Let $\vec{PR}= 3\hat i +\hat j-2\hat k$ and $\vec{SQ}=\hat i-3\hat j-4\hat k$ determine diagonals of a parallelogram PQRS and $\vec{PT}=\hat i +2\hat j + 3\hat k$ be another vector.

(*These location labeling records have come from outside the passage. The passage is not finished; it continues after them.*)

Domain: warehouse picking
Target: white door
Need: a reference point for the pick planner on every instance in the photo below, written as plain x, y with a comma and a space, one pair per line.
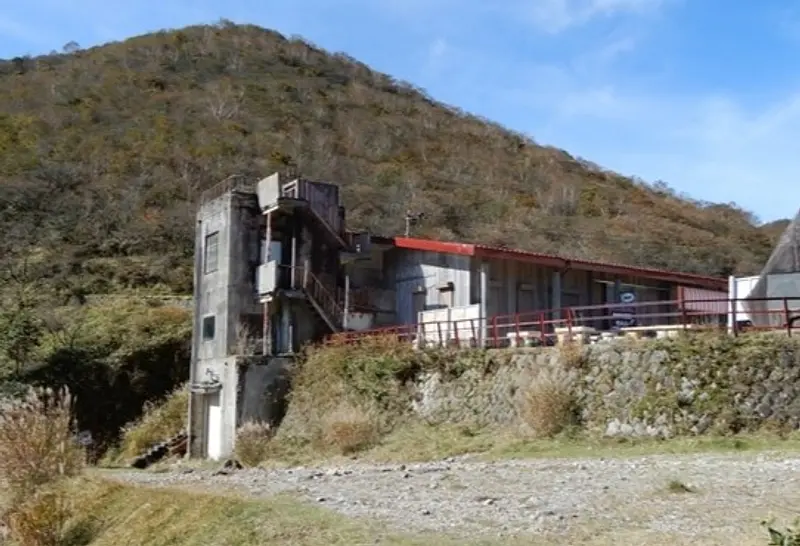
214, 427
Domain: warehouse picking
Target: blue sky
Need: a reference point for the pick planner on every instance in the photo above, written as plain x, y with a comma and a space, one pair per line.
702, 94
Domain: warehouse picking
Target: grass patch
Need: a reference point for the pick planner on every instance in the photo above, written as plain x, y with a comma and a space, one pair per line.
350, 428
37, 455
137, 516
158, 423
677, 486
548, 403
253, 443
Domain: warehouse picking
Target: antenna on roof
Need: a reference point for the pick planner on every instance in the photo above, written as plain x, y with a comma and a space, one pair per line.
412, 219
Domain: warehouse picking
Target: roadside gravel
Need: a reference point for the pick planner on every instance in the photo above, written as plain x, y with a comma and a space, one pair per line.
728, 494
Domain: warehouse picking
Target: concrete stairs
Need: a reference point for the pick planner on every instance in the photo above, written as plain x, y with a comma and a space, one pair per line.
170, 448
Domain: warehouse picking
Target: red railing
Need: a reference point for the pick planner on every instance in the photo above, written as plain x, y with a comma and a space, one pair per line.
544, 327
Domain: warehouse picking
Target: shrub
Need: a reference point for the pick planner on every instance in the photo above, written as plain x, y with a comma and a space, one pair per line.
571, 355
41, 519
253, 442
158, 423
350, 428
37, 452
548, 403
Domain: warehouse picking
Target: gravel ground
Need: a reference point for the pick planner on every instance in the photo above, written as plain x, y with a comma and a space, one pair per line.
729, 494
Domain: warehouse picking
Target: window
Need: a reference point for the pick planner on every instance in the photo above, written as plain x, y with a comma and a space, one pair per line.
209, 325
211, 252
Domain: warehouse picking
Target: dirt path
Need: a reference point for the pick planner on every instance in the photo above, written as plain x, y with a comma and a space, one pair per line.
602, 501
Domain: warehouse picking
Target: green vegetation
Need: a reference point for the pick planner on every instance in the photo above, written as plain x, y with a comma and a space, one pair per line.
359, 399
104, 153
159, 421
114, 356
37, 458
118, 514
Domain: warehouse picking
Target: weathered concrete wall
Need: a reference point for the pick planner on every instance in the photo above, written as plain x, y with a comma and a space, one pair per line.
693, 385
265, 389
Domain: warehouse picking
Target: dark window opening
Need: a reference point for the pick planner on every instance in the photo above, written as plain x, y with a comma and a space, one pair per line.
208, 328
212, 252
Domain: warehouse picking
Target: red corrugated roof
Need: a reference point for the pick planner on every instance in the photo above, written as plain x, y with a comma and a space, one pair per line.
550, 260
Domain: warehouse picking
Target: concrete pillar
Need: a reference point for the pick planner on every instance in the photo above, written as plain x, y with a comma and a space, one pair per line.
732, 297
511, 287
555, 288
286, 328
484, 291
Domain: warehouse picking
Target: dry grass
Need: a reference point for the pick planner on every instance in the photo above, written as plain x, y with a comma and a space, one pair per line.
158, 423
253, 443
548, 402
350, 428
41, 519
571, 355
37, 453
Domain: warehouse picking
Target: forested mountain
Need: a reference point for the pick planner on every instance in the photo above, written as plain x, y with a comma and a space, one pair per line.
104, 151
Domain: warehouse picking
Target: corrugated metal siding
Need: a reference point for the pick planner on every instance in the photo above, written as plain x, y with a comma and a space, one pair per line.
701, 299
430, 270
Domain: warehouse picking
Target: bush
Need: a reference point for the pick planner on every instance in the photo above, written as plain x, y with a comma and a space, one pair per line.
158, 423
37, 452
350, 428
253, 442
548, 403
41, 519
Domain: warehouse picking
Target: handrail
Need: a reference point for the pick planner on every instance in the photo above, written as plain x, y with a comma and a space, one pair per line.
542, 325
301, 278
328, 215
317, 290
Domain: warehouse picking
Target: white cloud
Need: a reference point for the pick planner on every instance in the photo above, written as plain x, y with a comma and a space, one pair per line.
10, 28
555, 16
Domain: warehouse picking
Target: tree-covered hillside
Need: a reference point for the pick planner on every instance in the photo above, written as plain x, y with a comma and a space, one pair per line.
103, 153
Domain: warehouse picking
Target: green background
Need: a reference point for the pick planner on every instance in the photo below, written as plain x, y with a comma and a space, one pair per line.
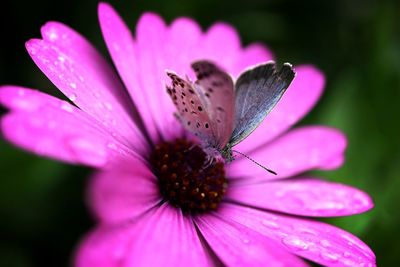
355, 43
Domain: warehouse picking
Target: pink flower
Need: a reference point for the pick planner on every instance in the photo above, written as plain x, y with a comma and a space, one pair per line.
261, 219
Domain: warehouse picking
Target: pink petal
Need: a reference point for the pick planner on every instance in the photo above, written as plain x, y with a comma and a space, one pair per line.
297, 151
173, 237
316, 241
83, 75
152, 60
107, 245
237, 245
163, 237
299, 99
51, 127
251, 55
125, 56
221, 44
307, 197
123, 192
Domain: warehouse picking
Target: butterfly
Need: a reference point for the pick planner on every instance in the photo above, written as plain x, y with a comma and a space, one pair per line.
222, 113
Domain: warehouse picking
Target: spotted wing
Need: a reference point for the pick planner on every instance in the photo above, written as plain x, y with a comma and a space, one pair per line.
191, 109
216, 89
257, 91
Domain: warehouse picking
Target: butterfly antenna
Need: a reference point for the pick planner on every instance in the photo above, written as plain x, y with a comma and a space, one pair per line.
247, 157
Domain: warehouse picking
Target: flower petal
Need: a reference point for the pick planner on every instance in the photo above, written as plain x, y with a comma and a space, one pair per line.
316, 241
251, 55
237, 245
107, 245
299, 99
221, 44
124, 53
299, 150
123, 191
173, 236
83, 75
163, 237
54, 128
307, 197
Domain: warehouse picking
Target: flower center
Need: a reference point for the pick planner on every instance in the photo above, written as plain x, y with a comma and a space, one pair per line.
186, 178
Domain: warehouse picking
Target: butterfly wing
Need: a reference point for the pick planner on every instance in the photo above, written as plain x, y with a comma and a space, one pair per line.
257, 91
216, 89
191, 109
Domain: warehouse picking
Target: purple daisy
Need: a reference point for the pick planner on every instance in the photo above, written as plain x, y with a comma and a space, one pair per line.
155, 202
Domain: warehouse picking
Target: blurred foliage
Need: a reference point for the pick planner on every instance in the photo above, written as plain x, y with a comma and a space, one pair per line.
355, 43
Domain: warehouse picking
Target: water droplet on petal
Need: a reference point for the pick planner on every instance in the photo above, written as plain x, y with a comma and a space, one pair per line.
108, 106
21, 92
112, 145
329, 257
73, 85
67, 107
72, 97
270, 224
325, 243
61, 59
293, 242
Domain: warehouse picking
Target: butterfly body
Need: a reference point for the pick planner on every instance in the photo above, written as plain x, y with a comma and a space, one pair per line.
222, 113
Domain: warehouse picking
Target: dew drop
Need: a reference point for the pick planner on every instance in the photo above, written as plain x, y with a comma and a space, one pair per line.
53, 36
73, 85
270, 224
329, 257
293, 242
108, 106
325, 243
112, 145
67, 107
346, 254
73, 97
61, 59
21, 92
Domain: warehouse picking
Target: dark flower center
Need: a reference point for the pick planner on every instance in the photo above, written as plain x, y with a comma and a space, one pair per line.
187, 179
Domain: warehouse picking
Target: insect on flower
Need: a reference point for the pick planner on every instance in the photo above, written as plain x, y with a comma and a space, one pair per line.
222, 113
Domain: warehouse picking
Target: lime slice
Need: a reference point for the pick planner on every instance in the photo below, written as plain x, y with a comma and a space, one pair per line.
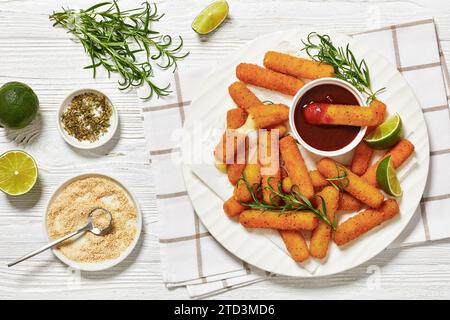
18, 172
386, 134
387, 178
211, 17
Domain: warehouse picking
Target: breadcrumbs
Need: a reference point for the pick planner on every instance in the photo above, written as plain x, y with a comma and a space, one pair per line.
70, 209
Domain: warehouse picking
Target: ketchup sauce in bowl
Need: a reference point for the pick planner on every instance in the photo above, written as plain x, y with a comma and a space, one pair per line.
325, 140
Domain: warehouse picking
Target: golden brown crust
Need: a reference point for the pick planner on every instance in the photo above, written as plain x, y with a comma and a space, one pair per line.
242, 95
267, 116
295, 244
296, 67
357, 186
236, 118
364, 221
288, 220
232, 207
361, 158
261, 77
295, 166
320, 237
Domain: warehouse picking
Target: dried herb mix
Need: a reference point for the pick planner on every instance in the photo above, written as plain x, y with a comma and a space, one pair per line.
87, 117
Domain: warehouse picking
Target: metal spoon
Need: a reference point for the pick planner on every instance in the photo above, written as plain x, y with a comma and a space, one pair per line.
90, 227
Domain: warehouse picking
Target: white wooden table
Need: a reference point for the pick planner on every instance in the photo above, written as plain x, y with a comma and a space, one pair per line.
34, 52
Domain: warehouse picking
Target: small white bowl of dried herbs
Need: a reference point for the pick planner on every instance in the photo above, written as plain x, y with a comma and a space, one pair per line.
87, 119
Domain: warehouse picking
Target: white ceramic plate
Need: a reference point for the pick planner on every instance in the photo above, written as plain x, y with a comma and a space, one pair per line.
107, 263
209, 108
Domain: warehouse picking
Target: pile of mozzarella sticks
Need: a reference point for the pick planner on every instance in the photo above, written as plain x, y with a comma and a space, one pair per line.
286, 74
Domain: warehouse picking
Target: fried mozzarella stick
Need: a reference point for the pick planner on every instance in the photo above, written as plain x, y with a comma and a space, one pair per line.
356, 186
269, 158
234, 172
266, 116
295, 244
339, 114
242, 96
348, 202
399, 154
320, 237
261, 77
231, 148
232, 207
380, 113
296, 67
236, 118
365, 221
361, 158
318, 180
287, 220
295, 166
253, 176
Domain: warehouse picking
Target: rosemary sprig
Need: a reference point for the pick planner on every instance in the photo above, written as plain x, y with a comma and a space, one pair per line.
346, 66
340, 181
282, 201
114, 38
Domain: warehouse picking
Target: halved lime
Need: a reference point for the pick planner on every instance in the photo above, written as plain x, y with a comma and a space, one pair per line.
211, 17
387, 178
18, 172
386, 134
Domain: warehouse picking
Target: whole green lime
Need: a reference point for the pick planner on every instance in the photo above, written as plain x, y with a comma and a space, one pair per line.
18, 105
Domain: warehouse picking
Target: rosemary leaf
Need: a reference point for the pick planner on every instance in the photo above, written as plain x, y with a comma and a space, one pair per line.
344, 62
115, 39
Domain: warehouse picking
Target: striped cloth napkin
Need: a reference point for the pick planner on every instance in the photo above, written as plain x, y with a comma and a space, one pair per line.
192, 258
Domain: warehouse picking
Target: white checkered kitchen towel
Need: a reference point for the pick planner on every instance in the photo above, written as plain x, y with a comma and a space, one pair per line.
192, 258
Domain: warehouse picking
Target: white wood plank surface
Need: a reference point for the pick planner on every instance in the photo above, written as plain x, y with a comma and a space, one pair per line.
32, 51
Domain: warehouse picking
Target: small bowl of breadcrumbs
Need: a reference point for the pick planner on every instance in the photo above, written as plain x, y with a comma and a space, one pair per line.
68, 210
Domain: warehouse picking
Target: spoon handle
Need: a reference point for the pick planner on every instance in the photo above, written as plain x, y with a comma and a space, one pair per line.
47, 246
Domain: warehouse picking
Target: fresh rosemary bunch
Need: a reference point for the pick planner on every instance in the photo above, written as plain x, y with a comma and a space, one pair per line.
123, 42
346, 67
292, 201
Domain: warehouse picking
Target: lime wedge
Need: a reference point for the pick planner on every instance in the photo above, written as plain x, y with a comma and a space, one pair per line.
386, 134
387, 178
211, 17
18, 172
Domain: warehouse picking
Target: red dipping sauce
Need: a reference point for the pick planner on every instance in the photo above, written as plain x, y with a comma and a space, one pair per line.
322, 137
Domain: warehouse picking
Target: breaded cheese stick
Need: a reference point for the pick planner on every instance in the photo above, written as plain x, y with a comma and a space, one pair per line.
242, 95
380, 113
295, 244
231, 148
365, 221
356, 186
361, 158
287, 184
296, 67
288, 220
234, 172
236, 118
295, 166
399, 154
318, 180
266, 116
232, 207
269, 159
337, 114
320, 236
348, 202
253, 176
261, 77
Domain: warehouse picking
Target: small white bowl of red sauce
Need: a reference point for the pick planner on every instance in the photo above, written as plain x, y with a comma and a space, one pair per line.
325, 140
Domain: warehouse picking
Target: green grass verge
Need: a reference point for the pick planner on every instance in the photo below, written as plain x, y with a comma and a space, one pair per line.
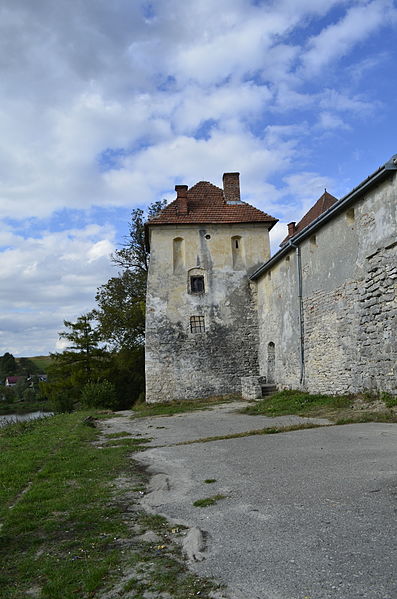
179, 407
24, 407
69, 529
336, 408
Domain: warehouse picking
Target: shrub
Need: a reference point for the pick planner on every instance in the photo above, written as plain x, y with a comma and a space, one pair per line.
63, 401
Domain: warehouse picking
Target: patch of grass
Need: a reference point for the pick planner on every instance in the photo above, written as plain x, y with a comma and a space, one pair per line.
24, 407
390, 400
68, 531
297, 402
336, 408
131, 442
179, 407
261, 431
117, 435
208, 500
153, 522
368, 417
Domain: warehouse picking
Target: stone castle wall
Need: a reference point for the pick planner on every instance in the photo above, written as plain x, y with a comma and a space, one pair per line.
349, 303
181, 364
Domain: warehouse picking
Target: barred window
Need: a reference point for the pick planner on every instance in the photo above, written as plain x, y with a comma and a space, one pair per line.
197, 324
197, 284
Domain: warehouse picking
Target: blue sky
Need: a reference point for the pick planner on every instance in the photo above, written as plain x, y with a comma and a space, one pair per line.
105, 106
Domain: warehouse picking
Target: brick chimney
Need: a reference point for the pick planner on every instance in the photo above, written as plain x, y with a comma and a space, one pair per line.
181, 196
291, 228
231, 187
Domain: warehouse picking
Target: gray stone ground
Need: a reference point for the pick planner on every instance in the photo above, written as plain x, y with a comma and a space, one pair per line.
309, 514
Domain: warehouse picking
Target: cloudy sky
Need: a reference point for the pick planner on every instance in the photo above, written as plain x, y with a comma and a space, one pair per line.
106, 105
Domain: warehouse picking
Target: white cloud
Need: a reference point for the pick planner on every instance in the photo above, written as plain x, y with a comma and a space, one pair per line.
45, 280
338, 39
109, 104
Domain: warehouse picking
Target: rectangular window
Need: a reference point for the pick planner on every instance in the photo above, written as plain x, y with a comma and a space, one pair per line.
197, 284
197, 324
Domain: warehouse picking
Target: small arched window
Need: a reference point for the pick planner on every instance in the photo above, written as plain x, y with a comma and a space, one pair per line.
271, 362
237, 252
178, 254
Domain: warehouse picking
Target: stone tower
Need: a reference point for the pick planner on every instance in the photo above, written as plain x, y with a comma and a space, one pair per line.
201, 319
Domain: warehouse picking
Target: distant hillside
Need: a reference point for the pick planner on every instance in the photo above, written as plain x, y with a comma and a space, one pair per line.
42, 362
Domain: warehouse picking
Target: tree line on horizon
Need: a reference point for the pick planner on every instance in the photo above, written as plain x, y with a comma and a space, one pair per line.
103, 363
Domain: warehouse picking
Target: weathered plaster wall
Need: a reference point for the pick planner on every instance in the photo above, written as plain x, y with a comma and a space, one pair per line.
185, 365
349, 274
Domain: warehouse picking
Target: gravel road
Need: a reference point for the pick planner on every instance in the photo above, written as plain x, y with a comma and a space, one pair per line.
308, 514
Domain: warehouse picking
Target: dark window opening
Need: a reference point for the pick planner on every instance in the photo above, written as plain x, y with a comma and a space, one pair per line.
197, 324
197, 284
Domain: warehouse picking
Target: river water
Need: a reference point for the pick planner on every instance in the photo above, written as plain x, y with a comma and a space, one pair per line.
11, 418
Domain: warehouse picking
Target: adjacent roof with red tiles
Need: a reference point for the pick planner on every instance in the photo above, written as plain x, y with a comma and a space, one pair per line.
326, 201
206, 204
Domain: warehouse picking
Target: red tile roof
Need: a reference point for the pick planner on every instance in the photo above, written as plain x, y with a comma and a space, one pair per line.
206, 204
323, 203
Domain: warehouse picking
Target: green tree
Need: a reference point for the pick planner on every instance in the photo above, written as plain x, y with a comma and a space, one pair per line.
8, 365
83, 351
83, 361
27, 367
121, 301
121, 309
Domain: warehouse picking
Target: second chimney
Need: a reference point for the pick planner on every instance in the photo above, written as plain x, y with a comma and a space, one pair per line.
181, 196
231, 187
291, 228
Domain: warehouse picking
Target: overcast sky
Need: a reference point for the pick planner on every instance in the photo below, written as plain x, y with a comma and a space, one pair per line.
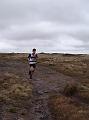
48, 25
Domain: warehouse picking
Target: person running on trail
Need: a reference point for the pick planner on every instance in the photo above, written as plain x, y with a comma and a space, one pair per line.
32, 58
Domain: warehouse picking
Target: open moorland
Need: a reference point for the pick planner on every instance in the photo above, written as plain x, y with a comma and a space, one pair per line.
59, 89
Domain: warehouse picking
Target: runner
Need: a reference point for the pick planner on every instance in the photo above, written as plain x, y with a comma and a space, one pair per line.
32, 58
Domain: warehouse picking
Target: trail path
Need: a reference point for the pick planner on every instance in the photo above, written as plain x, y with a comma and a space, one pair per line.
45, 83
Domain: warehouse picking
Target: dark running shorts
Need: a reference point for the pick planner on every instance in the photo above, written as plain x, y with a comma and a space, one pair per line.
33, 65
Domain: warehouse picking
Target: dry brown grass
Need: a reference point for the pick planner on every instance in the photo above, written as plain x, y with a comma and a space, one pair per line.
13, 89
64, 108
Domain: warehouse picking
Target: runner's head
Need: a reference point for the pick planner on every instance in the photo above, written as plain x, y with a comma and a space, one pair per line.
34, 50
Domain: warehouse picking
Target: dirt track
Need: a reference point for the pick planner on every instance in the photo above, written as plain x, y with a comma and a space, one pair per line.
45, 83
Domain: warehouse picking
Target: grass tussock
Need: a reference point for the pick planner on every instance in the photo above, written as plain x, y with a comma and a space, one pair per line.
64, 108
13, 89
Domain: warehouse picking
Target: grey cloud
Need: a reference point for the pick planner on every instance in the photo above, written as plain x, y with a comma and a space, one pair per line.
46, 24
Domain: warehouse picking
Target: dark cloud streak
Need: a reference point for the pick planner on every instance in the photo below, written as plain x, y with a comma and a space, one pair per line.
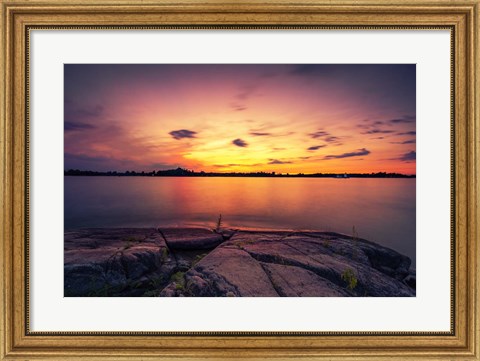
182, 133
359, 152
240, 143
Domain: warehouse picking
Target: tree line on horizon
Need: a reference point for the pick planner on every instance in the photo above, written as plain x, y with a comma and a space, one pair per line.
181, 172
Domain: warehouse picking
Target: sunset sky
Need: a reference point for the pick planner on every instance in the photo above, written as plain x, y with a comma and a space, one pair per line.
242, 118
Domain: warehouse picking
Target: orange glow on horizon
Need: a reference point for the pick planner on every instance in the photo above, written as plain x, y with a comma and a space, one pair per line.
240, 118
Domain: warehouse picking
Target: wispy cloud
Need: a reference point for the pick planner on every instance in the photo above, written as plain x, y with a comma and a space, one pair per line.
379, 131
240, 143
407, 157
316, 147
70, 126
276, 161
357, 153
325, 136
183, 133
260, 134
404, 119
408, 133
410, 141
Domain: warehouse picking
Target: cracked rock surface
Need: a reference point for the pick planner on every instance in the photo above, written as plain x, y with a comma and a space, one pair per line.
198, 262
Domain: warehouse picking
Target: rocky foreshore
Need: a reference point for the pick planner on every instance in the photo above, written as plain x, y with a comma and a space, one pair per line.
199, 262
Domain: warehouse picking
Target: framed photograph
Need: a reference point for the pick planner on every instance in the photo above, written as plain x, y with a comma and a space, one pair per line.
239, 180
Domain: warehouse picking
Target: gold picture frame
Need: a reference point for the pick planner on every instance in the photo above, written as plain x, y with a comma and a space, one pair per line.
20, 16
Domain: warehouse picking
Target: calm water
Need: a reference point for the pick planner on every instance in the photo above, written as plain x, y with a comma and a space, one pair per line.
381, 210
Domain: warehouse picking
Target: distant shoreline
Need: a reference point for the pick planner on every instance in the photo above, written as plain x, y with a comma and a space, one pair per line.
180, 172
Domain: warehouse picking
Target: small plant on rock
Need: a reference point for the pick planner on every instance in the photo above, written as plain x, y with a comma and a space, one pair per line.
350, 278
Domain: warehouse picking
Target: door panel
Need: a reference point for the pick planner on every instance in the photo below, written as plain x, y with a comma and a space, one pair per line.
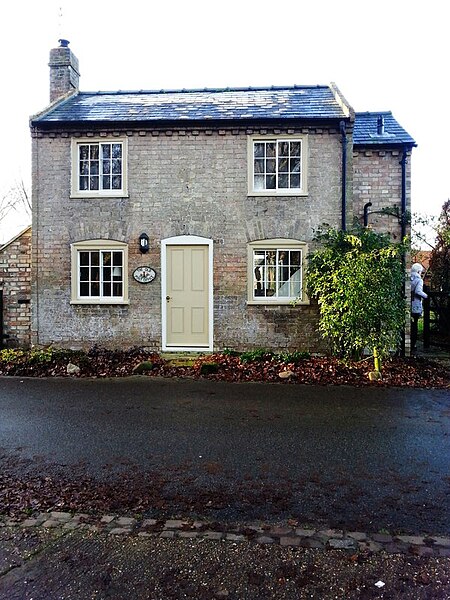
187, 296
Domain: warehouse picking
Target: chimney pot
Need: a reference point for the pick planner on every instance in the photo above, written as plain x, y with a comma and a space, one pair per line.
64, 71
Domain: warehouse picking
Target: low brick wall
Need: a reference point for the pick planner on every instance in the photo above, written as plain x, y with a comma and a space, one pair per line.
15, 286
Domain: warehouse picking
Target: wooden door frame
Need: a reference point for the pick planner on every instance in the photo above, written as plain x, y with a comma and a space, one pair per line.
186, 240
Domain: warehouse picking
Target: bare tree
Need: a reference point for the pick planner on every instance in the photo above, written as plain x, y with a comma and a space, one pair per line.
17, 198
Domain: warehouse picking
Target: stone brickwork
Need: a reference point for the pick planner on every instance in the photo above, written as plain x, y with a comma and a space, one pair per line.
180, 182
15, 285
377, 178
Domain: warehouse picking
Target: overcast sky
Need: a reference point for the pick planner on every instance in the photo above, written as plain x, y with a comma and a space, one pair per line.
384, 55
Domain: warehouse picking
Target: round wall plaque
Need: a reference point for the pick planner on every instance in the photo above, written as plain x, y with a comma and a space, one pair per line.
144, 274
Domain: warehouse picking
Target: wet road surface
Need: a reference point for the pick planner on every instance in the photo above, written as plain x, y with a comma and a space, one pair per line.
374, 458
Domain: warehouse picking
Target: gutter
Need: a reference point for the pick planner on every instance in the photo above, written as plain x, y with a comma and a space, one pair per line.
403, 161
344, 176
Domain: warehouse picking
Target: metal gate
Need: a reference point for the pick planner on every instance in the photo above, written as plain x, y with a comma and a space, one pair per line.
436, 320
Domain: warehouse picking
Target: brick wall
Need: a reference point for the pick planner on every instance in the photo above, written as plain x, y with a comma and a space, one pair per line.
180, 182
15, 283
377, 179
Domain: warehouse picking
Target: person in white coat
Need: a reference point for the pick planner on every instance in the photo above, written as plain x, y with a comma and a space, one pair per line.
417, 294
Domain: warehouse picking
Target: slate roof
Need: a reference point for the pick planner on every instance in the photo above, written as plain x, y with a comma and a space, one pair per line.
365, 130
230, 104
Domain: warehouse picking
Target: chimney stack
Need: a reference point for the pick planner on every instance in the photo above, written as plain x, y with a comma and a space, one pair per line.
64, 71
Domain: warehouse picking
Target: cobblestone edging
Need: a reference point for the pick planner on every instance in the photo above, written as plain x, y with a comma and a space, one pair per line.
332, 539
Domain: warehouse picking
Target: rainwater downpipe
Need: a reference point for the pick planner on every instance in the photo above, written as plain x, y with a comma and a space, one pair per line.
403, 196
403, 229
344, 175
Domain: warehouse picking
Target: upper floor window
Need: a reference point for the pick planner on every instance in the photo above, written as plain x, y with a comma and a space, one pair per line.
276, 271
99, 167
277, 165
99, 272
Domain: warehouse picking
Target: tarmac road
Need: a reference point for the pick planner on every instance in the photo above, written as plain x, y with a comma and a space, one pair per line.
370, 458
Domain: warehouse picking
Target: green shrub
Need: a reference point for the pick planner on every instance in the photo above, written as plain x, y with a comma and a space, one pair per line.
259, 354
11, 355
209, 368
294, 357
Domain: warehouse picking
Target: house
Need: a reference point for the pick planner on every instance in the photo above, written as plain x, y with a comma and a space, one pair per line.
182, 219
15, 290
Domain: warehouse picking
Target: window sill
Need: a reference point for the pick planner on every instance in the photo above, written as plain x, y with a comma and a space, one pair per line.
291, 302
278, 193
95, 302
89, 196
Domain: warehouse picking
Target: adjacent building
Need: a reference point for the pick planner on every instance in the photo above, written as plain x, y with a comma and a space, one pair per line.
182, 219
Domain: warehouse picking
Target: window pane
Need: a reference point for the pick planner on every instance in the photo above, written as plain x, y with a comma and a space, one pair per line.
295, 148
116, 166
117, 258
283, 165
259, 182
84, 152
283, 148
259, 165
258, 149
258, 270
271, 281
270, 149
117, 150
270, 165
295, 165
283, 181
295, 181
93, 152
270, 182
295, 283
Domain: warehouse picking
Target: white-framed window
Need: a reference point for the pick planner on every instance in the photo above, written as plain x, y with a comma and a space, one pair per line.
99, 167
275, 271
99, 272
277, 165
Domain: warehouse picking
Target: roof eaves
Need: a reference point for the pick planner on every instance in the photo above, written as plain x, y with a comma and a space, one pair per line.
342, 101
181, 123
48, 109
16, 237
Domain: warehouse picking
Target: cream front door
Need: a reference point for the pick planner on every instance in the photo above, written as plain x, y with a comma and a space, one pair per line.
187, 296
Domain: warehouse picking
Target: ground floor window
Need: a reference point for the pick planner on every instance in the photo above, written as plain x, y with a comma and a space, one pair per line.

Then the volume of the parallelopiped determined by the vectors $\vec{PT}, \vec{PQ}$ and $\vec{PS}$, is

10

In Δ's PQR and PSQ, we have

$\vec{PQ}+\vec{QR} =\vec{PR}$ and, $\vec{PS}+\vec{SQ} =\vec{PQ}$

$⇒\vec{PQ}+\vec{QR} =\vec{PR}$ and $\vec{PQ}-\vec{PS}=\vec{SQ}$

$⇒\vec{PQ}+\vec{PS}=\vec{PR}$ and $\vec{PQ}-\vec{PS}=\vec{SQ}$

$⇒\vec{PQ}=\frac{\vec{PR}+\vec{SQ}}{2}$ and $\vec{PS}=\vec{PS}=\frac{\vec{PR}-\vec{SQ}}{2}$

$⇒\vec{PQ}=2\hat i-\hat j-3\hat k$ and $\vec{PS}=\hat i+2\hat j+\hat k$

Thus, we obtain $\vec{PQ}=2\hat i-\hat j-3\hat k, \vec{PS}=\hat i+2\hat j+\hat k$ and $\vec{PT}=\hat i+2\hat j+3\hat k$

$[\vec{PT}\, \vec{PQ}\,\vec{PS}]=\begin{vmatrix}1&2&3\\2&-1&-3\\1&2&1\end{vmatrix}=5-10+15=10$

Hence, volume of the parallelopiped determined by the vectors $\vec{PT}, \vec{PQ}$ and $\vec{PS}$ is 10 cubic units.